Requirement
In this post, we are going to learn to create a delta table from the dataframe at an external path in Databricks. This scenario comes when we consume data from any file, source database table, etc., at last, we used to have the data in the dataframe. We can store this data in the Delta table created at the external path.
Solution
Let’s create a dataframe with some dummy data.
val df = spark.createDataFrame(Seq( ("1100", "Person1", "Street1#Location1#City1", null), ("1200", "Person2", "Street2#Location2#City2", "Contact2"), ("1300", "Person3", "Street3#Location3#City3", null), ("1400", "Person4", null, "Contact4"), ("1500", "Person5", "Street5#Location5#City5", null) )).toDF("id", "name", "address", "contact")
We have also created a database named testdb. If you see the below screenshot, currently we don’t have any table under this database.
Create Delta Table from Dataframe using External Location
%sql CREATE TABLE testdb.testDeltaTable2 USING DELTA LOCATION '/mnt/blob-storage/testDeltaTable2' %scala df.write \ .format("delta") \ .mode("overwrite") \ .save("mnt/blob-storage/")
Here, we are writing an available dataframe named df to a delta table name testdeltatable under database testdb. We are creating a DELTA table using the format option in the command.
Create delta table on an above external location
Now, check the database either from the query or using Data options to verify the delta table.

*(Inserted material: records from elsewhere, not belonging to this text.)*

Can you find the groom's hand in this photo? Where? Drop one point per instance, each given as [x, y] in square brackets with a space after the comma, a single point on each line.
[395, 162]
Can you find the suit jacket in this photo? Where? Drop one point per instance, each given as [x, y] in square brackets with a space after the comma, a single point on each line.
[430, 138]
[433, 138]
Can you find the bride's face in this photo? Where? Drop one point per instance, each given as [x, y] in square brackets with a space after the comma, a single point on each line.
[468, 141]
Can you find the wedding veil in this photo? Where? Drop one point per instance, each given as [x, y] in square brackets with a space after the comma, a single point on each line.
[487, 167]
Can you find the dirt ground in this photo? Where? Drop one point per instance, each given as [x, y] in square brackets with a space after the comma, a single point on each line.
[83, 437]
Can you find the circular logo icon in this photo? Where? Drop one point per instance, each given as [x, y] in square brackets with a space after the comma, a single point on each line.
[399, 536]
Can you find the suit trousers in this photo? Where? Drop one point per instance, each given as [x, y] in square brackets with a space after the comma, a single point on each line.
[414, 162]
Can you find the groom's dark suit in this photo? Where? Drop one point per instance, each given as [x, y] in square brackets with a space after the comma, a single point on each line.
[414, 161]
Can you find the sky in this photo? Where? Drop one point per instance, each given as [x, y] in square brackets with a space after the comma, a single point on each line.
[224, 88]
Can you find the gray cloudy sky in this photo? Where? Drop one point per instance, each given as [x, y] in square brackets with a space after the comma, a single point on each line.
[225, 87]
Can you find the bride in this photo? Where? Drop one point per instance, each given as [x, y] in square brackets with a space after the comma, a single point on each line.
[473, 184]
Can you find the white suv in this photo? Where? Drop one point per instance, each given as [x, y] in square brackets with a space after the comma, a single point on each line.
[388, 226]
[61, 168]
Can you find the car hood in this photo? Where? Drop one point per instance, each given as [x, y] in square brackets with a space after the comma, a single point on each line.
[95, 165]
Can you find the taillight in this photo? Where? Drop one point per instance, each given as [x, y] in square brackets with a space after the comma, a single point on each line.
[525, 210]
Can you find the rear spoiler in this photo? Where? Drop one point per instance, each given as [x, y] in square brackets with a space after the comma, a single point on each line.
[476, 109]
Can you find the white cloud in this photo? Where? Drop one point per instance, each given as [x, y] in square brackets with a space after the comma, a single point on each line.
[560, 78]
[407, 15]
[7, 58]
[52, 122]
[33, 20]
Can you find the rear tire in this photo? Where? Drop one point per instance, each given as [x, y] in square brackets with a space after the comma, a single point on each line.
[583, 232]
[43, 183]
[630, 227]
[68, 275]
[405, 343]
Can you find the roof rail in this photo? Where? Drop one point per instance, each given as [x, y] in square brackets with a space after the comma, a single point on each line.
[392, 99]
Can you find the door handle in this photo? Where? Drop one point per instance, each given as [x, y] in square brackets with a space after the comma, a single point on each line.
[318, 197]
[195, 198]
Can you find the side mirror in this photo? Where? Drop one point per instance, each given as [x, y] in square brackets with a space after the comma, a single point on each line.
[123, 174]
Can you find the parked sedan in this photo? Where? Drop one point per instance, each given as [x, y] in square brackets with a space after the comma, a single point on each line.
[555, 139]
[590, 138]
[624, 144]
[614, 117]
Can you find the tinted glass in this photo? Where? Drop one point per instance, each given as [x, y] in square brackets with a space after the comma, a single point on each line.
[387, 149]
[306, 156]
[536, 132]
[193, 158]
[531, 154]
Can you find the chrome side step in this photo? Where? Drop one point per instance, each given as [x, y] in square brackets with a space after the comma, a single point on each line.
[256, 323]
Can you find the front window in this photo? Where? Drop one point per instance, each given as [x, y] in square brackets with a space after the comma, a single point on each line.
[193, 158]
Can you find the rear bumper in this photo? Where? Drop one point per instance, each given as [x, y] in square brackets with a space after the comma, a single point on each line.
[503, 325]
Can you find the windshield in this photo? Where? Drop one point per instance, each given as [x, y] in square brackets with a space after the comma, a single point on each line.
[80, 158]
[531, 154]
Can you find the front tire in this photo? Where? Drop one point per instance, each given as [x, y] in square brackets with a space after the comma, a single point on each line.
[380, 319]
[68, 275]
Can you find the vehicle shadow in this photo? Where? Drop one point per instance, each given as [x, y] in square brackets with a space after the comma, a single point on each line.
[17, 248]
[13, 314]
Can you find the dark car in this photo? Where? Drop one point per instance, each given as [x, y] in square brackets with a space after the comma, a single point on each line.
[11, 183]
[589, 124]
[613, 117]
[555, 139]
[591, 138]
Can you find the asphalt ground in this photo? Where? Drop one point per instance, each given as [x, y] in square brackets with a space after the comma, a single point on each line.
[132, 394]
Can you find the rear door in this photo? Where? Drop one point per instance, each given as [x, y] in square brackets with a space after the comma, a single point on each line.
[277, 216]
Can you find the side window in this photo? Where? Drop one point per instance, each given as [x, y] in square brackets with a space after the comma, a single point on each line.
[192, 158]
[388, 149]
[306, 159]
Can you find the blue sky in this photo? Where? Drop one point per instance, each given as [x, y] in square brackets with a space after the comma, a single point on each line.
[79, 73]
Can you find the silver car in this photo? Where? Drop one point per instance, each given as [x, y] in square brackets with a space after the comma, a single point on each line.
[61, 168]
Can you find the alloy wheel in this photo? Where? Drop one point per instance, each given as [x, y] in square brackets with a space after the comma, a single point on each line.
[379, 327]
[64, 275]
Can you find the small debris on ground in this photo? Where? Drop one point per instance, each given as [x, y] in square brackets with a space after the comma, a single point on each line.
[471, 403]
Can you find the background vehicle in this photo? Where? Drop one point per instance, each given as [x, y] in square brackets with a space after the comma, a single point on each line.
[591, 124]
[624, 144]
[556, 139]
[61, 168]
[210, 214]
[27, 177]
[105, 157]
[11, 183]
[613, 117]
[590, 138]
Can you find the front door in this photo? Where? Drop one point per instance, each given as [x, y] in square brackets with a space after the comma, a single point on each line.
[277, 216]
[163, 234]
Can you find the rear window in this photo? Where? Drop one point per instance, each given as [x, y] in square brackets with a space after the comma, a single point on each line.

You can also verify the table is delta or not, using the below show command:
%sql show create table testdb.testdeltatable2;
You will see the schema has already been created using DELTA format at an external location.
Wrapping Up
In this post, we have learned to create the delta table using a dataframe. Here, we have a delta table without creating any table schema at the external location.